The Yak

Posted on
dicemagic go learning
The Yak /images/lightbulb.gif

My friend Andrew introduced me to an idiom I had never heard before, which i’m quite fond of. Yak Shaving looks a lot like this. I’m tired, and staying up with Samuel while Natalie sleeps, so I’ll share my most recent Yak Shaving story.

The problem

My side project Dice Magic has super-bad code coverage, some modules are around 90%, but most are in the 50s. Well, it should be easy to write a few unit tests and bump up those numbers. Maybe I’ll even run gofmt and fix all my lint warnings.

Step 1: Decide where to start

Dice Magic has become a rather complex beast. We’ve got 2 parsers, integrations with multiple chat systems and DialogFlow. A DAL, a caching layer, logging, a pubsub queue, on and on.
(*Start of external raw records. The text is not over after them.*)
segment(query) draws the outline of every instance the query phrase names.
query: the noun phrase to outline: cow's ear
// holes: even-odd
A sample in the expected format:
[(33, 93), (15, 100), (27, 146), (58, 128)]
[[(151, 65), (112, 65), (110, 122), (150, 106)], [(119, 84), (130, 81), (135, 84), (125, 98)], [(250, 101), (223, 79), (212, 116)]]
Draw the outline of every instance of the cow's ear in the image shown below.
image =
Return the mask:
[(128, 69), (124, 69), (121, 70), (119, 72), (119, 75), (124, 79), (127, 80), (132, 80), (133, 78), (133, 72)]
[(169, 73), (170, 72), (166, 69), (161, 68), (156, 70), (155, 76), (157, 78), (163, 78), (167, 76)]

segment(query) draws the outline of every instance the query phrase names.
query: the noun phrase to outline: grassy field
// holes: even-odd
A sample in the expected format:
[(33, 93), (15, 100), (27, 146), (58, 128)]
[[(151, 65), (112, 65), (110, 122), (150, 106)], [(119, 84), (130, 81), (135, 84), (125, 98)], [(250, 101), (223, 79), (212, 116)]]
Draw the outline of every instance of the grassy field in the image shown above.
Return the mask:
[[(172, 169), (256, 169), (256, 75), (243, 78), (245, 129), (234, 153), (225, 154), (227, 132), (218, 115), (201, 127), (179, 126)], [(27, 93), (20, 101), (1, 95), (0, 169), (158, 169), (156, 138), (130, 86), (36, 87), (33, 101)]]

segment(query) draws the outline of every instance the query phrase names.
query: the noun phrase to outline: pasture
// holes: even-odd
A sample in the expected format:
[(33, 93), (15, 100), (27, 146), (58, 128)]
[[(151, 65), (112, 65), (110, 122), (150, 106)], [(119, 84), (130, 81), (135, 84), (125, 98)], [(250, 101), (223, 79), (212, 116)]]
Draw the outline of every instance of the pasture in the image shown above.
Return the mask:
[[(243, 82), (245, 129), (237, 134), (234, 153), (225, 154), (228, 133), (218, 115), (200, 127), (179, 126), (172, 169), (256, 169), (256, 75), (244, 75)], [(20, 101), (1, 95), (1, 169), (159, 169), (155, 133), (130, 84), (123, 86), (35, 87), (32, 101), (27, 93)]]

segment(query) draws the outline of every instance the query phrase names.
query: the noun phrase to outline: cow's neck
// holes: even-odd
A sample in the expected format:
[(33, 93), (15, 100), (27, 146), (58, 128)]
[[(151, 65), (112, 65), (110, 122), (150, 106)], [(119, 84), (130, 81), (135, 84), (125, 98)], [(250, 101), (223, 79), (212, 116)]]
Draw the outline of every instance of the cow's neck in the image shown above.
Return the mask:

I should probably start with the most basic, core function in the app. It rolls dice, so let’s start with the Roll() function.

//Roll creates a random number that represents the roll of some dice
func Roll(numberOfDice int64, sides int64) (int64, error) {
    //error handing removed for brevity
    result := int64(0)
    for i := int64(0); i < numberOfDice; i++ {
        x, err := generateRandomInt(1, int64(sides))
        if err != nil {
            return 0, err
        }
        result += x
    }
    return result, nil
}

So, the nut of this function is another function call to generateRandomInt(). As you might expect, the results from that function are random. Not much to test here… Or is there?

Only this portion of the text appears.